Permis de construire et atteinte à la sécurité publique : un exemple à Saint-Malo.

Permis de construire et atteinte à la sécurité publique : un exemple à Saint-Malo.

 

Même si un projet respecte toutes les règles fixées dans le plan local d’urbanisme (emprise, hauteur, aspect extérieur…), la délivrance du permis de construire peut être refusée lorsqu’il existe un risque d’atteinte à la sécurité publique.

Les hypothèses dans lesquelles la question se pose ne sont pas si courantes, et encore moins lorsqu’il est question d’un risque de submersion marine.

Le Conseil d’Etat vient cependant de rappeler les règles existantes en la matière, au sujet d’un permis de construire délivré à Saint-Malo (Ille-et-Vilaine).

 

Les faits et la procédure :

 

Un constructeur avait obtenu un permis de construire, ainsi qu’un permis modificatif, pour l’édification d’un petit collectif de quatre logements sur un terrain situé près de la Chaussée du Sillon, à Saint-Malo (35).

Le Préfet d’Ille-et-Vilaine a contesté ces permis devant le tribunal administratif de Rennes, lequel a rejeté ses prétentions.

En appel, la Cour administrative d’appel a jugé que le maire de Saint-Malo n’avait pas commis d’erreur manifestation au sujet de l’atteinte éventuelle à la sécurité publique.

Le Conseil d’Etat en a toutefois jugé autrement, en rappelant le type de raisonnement devant être mené en matière de risque de submersion marine.

 

Les règles applicables :

 

L’article R 111-2 du code de l’urbanisme prévoit que le permis de construire peut être refusé, ou être délivré avec des prescriptions spéciales, lorsqu’il existe une possible atteinte à la sécurité publique.

Le texte précise que le risque peut résulter de la situation des constructions projetées ou de leurs dimensions, de leur implantation à proximité d’autres installations, ou encore de leurs caractéristiques.

Il est utile de noter que le refus de permis de construire n’est qu’une possibilité, de telle sorte que le juge administratif n’exerce en la matière qu’un contrôle dit de l’ « erreur manifeste d’appréciation » (c'est-à-dire de l’erreur grossière, ce qui suppose que le risque présente une certaine évidence).

 

Comment s’appliquent les règles au risque de submersion marine ?

 

Le Conseil d’Etat a rappelé que pour l’application de l’article R 111-2 du code de l’urbanisme, l’administration doit apprécier les risques en prenant en compte plusieurs données :

  • La situation de la zone du projet au regard du niveau de la mer ;
  • La situation de la zone à l’arrière d’un ouvrage de défense contre la mer ;
  • Le cas échéant, le risque de rupture ou de submersion de l’ouvrage de défense contre la mer (risque apprécié au regard de son état, de sa solidité, et des précédents connus de rupture ou de submersion).

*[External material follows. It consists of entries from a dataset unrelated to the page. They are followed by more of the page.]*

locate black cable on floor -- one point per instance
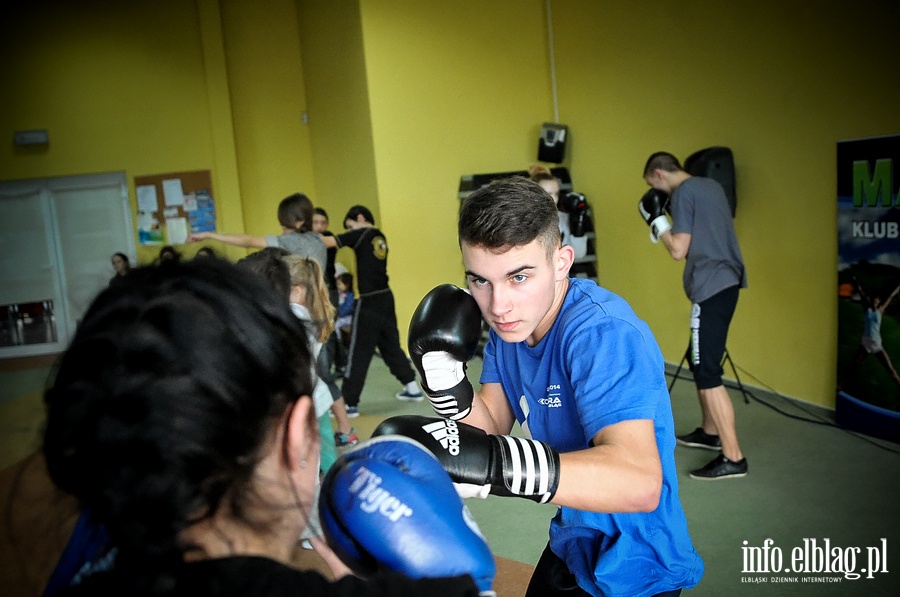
(816, 420)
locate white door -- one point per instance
(56, 239)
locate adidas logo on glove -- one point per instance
(446, 433)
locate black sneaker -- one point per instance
(700, 439)
(721, 468)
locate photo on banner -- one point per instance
(868, 367)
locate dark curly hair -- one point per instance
(159, 410)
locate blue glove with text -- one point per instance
(388, 504)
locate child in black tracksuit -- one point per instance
(374, 317)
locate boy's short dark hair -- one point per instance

Bien évidemment, cette appréciation du risque doit être faite au regard des données scientifiques disponibles.

 

L’application au cas d’espèce.

 

En l’occurrence, la Cour administrative d’appel de Nantes avait retenu l’absence d’erreur manifeste d’appréciation au regard des données scientifiques suivantes :

  • Le projet se situait dans une « zone d’aléa moyen » (zone située entre 0 et 1 m en dessous du niveau moyen centennal) ;
  • Le projet se situait à une dizaine de mètres d’un ouvrage de défense contre la mer (la digue de Saint-Malo), c'est-à-dire dans une zone d’écoulements violents en cas de rupture de la digue ;
  • La digue présente des faiblesses structurelles et a été submergée ou endommagée à plusieurs reprises, et sur une période récente, lors de violentes tempêtes ou pendant les grandes marées.

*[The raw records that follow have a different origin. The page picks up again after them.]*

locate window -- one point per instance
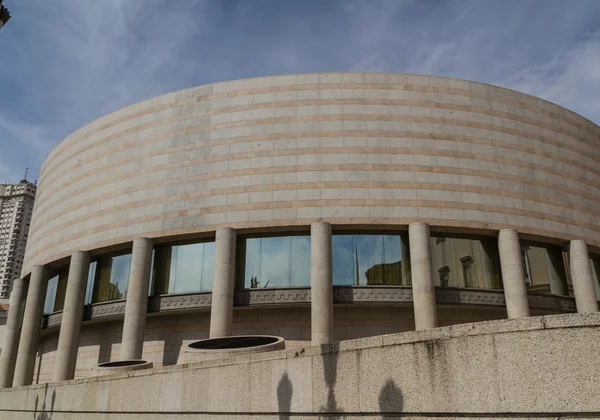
(466, 263)
(545, 269)
(470, 262)
(361, 260)
(444, 273)
(111, 278)
(280, 261)
(595, 265)
(183, 268)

Au regard de l’ensemble de ces éléments, le Conseil d’Etat a considéré que la Cour avait dénaturé les pièces du dossier.

En jugeant de la sorte, la haute juridiction a estimé que les juges d’appel avaient, de façon flagrante, méconnu le sens, pourtant clair, des données scientifiques produites.

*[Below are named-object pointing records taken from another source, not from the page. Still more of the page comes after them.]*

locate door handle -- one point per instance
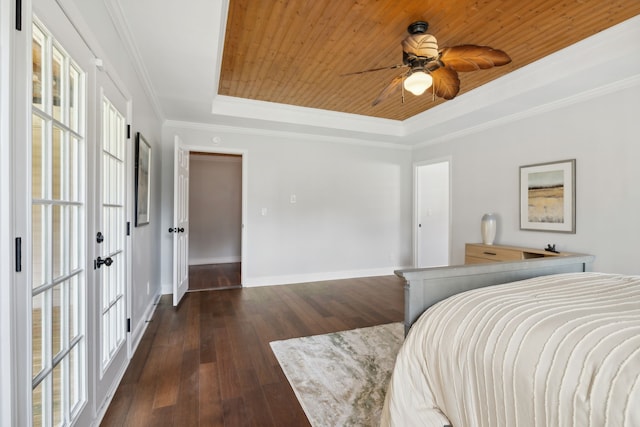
(99, 262)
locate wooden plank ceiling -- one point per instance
(294, 51)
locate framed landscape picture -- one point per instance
(548, 196)
(142, 180)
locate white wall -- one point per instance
(601, 133)
(215, 208)
(352, 213)
(97, 28)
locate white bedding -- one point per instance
(560, 350)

Par cette décision, le Conseil d’Etat a donc, par exception au principe selon lequel il ne juge pas les faits, fait connaître sa position quant à l’existence d’une atteinte à la sécurité publique.

L’affaire a été renvoyée devant la Cour administrative d’appel de Nantes, mais il semble désormais évident que le permis sera annulé, et ce au regard du risque d’atteinte à la sécurité publique.